Key Learning Outcomes
- Explain the problem with relational databases and market data.
- Apply what makes a TSDB different.
- Recognize the major players.
- Describe a practical example.
- Walk through when you actually need one.
- Identify database as it applies to time series databases in finance.
- Articulate time-series as it applies to time series databases in finance.
- Trace tick-data as it applies to time series databases in finance.
- Map how time series databases in finance surfaces at Citadel, Two Sigma, Jane Street, or HRT.
- Pinpoint the US regulatory framing — SEC, CFTC, FINRA — relevant to time series databases in finance.
- Explain a single-paragraph elevator pitch for time series databases in finance suitable for an interviewer.
- Apply one common production failure mode of the techniques in time series databases in finance.
- Recognize when time series databases in finance is the wrong tool and what to use instead.
- Describe how time series databases in finance interacts with the order management and risk gates in a US trading stack.

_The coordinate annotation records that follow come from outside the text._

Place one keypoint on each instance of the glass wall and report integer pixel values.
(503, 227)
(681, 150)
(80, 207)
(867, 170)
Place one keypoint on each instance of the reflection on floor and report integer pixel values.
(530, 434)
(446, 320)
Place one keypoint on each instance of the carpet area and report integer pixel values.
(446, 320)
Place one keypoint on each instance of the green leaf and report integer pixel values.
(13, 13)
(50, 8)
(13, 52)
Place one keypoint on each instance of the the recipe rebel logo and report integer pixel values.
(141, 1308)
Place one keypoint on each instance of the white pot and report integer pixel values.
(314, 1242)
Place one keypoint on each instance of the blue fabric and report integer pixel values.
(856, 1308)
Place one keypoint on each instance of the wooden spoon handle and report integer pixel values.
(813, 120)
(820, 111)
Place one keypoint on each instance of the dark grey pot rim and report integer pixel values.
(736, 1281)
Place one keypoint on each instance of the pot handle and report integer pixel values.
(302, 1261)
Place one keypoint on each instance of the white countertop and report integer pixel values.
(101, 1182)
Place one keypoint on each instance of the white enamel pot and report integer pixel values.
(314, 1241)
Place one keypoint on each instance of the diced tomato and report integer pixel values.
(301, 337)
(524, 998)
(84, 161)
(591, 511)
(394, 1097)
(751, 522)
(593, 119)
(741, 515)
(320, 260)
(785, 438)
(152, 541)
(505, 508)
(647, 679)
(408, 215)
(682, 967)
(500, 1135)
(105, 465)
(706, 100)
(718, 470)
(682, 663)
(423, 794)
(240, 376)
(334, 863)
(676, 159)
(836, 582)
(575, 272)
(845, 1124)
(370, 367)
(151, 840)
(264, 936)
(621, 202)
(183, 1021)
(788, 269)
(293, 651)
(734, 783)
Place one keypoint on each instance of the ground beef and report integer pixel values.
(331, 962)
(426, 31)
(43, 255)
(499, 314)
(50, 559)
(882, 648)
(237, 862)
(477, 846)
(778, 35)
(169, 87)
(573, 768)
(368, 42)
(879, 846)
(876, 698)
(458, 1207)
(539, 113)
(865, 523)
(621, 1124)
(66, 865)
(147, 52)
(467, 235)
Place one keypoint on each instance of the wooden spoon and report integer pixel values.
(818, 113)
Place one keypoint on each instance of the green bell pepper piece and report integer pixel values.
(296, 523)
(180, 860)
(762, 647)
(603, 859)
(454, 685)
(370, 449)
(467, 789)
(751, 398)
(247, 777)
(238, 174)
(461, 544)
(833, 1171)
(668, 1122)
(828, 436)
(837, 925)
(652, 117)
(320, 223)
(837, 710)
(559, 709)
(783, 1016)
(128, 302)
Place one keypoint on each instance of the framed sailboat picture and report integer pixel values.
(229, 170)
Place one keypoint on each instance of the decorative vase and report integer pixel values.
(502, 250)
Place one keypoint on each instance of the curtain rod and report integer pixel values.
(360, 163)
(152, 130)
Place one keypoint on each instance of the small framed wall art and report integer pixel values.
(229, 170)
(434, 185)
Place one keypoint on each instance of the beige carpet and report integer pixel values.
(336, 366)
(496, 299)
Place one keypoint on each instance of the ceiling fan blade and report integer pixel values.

- Walk through a back-of-the-envelope sanity check that proves your implementation of time series databases in finance is roughly right.
- Identify which US firms publicly hire against the skills covered in time series databases in finance.
- Articulate a follow-up topic from this knowledge base that deepens time series databases in finance.
- Trace how time series databases in finance would appear on a phone screen or onsite interview at a US quant shop.
- Map the day-one mistake a junior would make on time series databases in finance and the senior's fix.
- Pinpoint how to defend a design choice involving time series databases in finance in a code review.